But I’ve become so unmotivated I’m not sure how to start or what to cover.
This blogging every day is not easy, and I’m not even a very good blogger to begin with. It’s tough – I’m more of an opportunistic writer – generally something really has to strike me for me to write about it. Something the kids do, something in politics, a tv show…something has to motivate me enough to pull decent thoughts together on it.
My grandfather used to tell me I should be a writer, because when the mood strikes, I’m not half bad. But I could never write out of obligation; as my means of self-sufficiency. I’d starve for sure. I’d have to write the “Great American Novel” and hope for an amazing royalty and merchandising package, otherwise I’d be screwed.
I just feel right now like I’m in limbo. Job limbo. I did get my test results today, and I did even better than I believed. Getting an interview meant passing – which is 70%. Well, passing is 70%, but they only pull in the top three rankings for an interview, and that’s dependent on how everyone else does. I managed to hit that top three. Supposedly there are 40 positions, and 31 of us fell into the top 3 rankings. But I don’t know what that means.
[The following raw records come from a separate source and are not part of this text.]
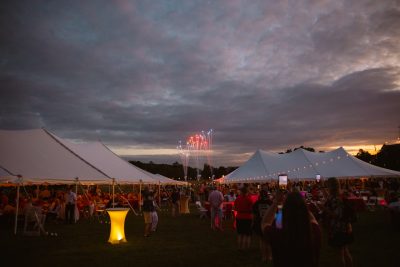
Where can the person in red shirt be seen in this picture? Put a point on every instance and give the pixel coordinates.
(244, 216)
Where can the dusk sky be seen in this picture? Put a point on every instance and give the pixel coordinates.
(142, 75)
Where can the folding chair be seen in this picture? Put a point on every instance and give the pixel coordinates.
(34, 222)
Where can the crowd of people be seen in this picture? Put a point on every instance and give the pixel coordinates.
(285, 220)
(292, 219)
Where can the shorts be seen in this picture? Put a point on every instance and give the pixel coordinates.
(243, 226)
(147, 217)
(340, 239)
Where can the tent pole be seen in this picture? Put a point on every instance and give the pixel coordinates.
(113, 195)
(140, 195)
(159, 193)
(16, 210)
(76, 186)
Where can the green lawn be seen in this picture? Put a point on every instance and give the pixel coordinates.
(180, 241)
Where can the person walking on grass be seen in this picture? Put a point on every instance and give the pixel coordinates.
(216, 198)
(70, 203)
(294, 235)
(148, 209)
(244, 216)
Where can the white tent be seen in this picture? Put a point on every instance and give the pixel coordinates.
(38, 157)
(304, 165)
(167, 181)
(97, 154)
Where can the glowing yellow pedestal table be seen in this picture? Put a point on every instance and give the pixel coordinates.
(117, 232)
(184, 201)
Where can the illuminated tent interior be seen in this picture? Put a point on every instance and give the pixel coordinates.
(40, 158)
(304, 165)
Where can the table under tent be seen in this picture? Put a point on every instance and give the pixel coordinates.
(39, 157)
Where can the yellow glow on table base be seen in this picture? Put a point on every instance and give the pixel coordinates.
(117, 232)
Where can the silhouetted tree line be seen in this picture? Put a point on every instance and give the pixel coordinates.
(388, 157)
(175, 171)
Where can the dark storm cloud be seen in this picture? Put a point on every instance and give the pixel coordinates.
(262, 74)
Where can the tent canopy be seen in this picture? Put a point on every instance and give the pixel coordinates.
(167, 181)
(38, 157)
(97, 154)
(304, 165)
(42, 157)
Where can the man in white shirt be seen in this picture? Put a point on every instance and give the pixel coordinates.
(70, 202)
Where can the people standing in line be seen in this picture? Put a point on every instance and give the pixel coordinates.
(294, 235)
(147, 209)
(244, 216)
(70, 203)
(175, 202)
(338, 222)
(260, 207)
(216, 198)
(231, 197)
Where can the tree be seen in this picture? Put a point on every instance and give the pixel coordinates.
(389, 157)
(365, 156)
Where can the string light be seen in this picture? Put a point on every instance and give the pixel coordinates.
(274, 174)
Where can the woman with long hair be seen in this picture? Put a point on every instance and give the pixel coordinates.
(293, 232)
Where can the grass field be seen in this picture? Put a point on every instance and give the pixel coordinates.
(182, 241)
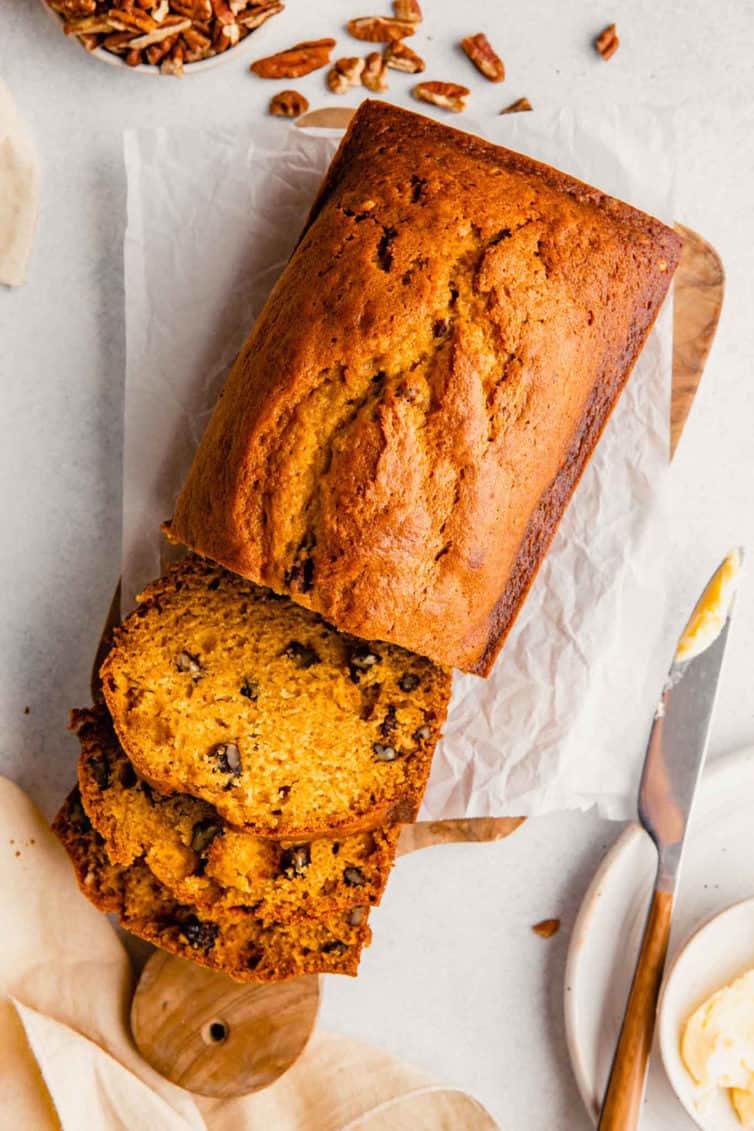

Does it mean all of us, if we have half a brain in the interview, get a job?
Waiting is not my strong suit.
I had a post brewing in my head on my way home about having another baby, and our plans on that front (nothing right away), but I’m home, I’m tired, and I don’t feel particularly good (another post entirely), and I just seem to be tapped out.
So, one more day of NaBloPoMo and I’ll probably be out of commission for at least a few days. I’m tired.